The committee hopes to emphasize the importance of splitting these two types of recyclables before they hit the dumpsters. It plans to make labels where the two types can be differentiated.
Most recently, the committee members have taken it upon themselves to collect data on the inventory of recycle bins and their location and utilization in public spaces and campus buildings. It has already collected data on Armerding, McManis-Evans Hall, Fischer Hall, Smith-Traber Hall, the Meyer Science Center, the Conservatory, Jenks Hall and the Memorial Student Center. The committee is continuing with the other buildings.
Zhao said, “The target for education is the underclassmen dorms.” She added that the committee hopes to “make recycling a larger part of Res Life.” The goal is that by starting with the underclassmen dorms, the students will carry out their good recycling habits in following years.

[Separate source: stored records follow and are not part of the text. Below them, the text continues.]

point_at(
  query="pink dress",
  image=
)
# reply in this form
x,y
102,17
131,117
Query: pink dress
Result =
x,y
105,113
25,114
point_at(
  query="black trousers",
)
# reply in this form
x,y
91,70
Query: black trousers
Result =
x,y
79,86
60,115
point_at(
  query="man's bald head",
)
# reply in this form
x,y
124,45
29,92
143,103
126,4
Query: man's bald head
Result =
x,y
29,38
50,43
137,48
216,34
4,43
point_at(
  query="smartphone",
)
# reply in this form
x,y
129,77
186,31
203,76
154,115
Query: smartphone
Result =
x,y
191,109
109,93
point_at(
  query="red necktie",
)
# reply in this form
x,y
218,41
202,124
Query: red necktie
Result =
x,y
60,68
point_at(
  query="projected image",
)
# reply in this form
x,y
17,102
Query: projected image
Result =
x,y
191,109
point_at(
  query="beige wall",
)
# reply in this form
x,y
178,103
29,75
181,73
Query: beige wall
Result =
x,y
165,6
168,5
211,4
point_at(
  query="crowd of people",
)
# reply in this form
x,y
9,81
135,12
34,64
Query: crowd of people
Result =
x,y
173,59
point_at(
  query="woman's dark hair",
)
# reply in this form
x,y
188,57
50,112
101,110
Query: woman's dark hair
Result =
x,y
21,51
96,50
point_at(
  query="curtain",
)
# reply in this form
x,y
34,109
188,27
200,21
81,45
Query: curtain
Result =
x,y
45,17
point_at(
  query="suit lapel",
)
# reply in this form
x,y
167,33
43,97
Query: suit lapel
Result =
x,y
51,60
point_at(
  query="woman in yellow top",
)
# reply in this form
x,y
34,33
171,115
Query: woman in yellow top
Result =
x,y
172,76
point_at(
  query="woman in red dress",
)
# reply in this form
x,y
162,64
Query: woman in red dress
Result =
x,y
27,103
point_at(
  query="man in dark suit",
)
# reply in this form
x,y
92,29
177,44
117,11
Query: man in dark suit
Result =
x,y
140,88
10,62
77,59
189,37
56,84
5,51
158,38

A large way for the Wheaton Community to serve justice is to promote the idea of correct recycling, according to Zhao. Recycling is a way of preventing large implications that might not take affect immediately yet have unseen and dangerous results. Reducing waste in ways such as recycling helps with the process of creating raw materials, and it reduces the amount of waste that needs to be stored and take up space.
“There are a lot of negative effects of waste, especially if it is not disposed properly. People are affected negatively all over the world. To me recycling is just so easy, and I think by doing that, in a sense we are caring for others around the world and serving justice globally,” Zhao said
Freshman Shoshanna Hwang, a member of the committee, added, “Growing up in a very eco-friendly place, I have a hard time seeing people throw five bananas in the garbage. Either we can make a mess, or we can choose to take care of the resources that God has given us.”
The committee explained that taking care of the resources and the earth and protecting them can be simple yet important ways to serve justice for the local community and global communities all around the world.
The committee said it is excited to work together with many other groups on campus. Sophomore Henry Williams, another committee member, said, “We’re working with Student Government, Bon Appétit, Res Life and whoever else is involved with this, and it is an amazing opportunity to work in this great network.” Additionally, students can join the Recycling Committee regardless of whether or not they have already been a part of A Rocha as a whole.
Regarding justice at Wheaton, Williams concluded, “We’ve become a school that has become greatly focused with the idea of justice, racial reconciliation outside of the school. I think it’s truly important that we do justice here on campus.”